It strikes me that I have never done a research project according to the classic thesis/dissertation model. This model presupposes that you know enough about a particular field or topic to have burning new questions about it. You:
1. formulate a question or questions;
2. find out what other people have researched on these questions;
3. develop a plan to operationalize your question;
4. experiment or collect data;
5. analyze your data; and
6. figure out how your analysis answers your original question.
Sounds neat and logical, no? My method is more like:
1. decide I want to learn about a particular field or area;
2. read obsessively about it, always fearing that there is something totally definitive on the subject that I haven't found yet;
3. need to produce a paper, so write a lot of stuff sort of randomly;
4. sort through the stuff and figure out an inherent question; and
5. rewrite the stuff with the Q&A in mind.
I DO think the questions are "in there" - I just am not always fully aware of them.
Anyway, this is part of the reason why I don't have solid, operationalizable, research questions. I am still delusionally waiting for the AH-HA moment.
I met with J this morning - about teaching a class this fall (I probably won't) but along the way we talked about prelims. He's frustrated by the monster that prelims have become in our department: apparently in the days of yore one finished one's coursework and scheduled exams, MWF of a week, and that was that. Now it's become a one- or two-semester project AFTER coursework, with reading lists and amendments and amendments to the amendments.

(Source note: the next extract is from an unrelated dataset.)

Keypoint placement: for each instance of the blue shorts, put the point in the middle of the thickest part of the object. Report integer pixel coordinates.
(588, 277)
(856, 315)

I find that I don't really have the self-will to read stuff day after day without any structure. On the other hand, I haven't really had the brain freedom to focus on prelims what with taking and teaching courses. I am hoping that this summer will be the happy medium that last summer was supposed to be - 4 hours of my RA-ship followed by some reading. Didn't do very well today, though. Let's hope for better tomorrow.
The other big mystery about prelims is what their purpose is. I feel keenly my lack of preparation in geography, and so I'm trying to cover some bases that would have been covered in a geography undergrad or master's program, when according to my committee I should "just" be focusing on the reading that will form the core of my lit review. Which is kinda silly - the dissertation is only the first research project of my life, not my life's work.
J ranted about that, too - that dissertations in our department have gotten too big and too complicated. People should focus more and get the work done, and their advisors should help them narrow their focus.
I am waiting for the ah-ha research idea. But I may be kidding myself that it will just appear. I might have to MAKE my ah-ha idea happen through serious hard reading. I suspect that my interest in the RA work (to the exclusion of prelims reading over the last several days) reflects avoidance of that inevitability.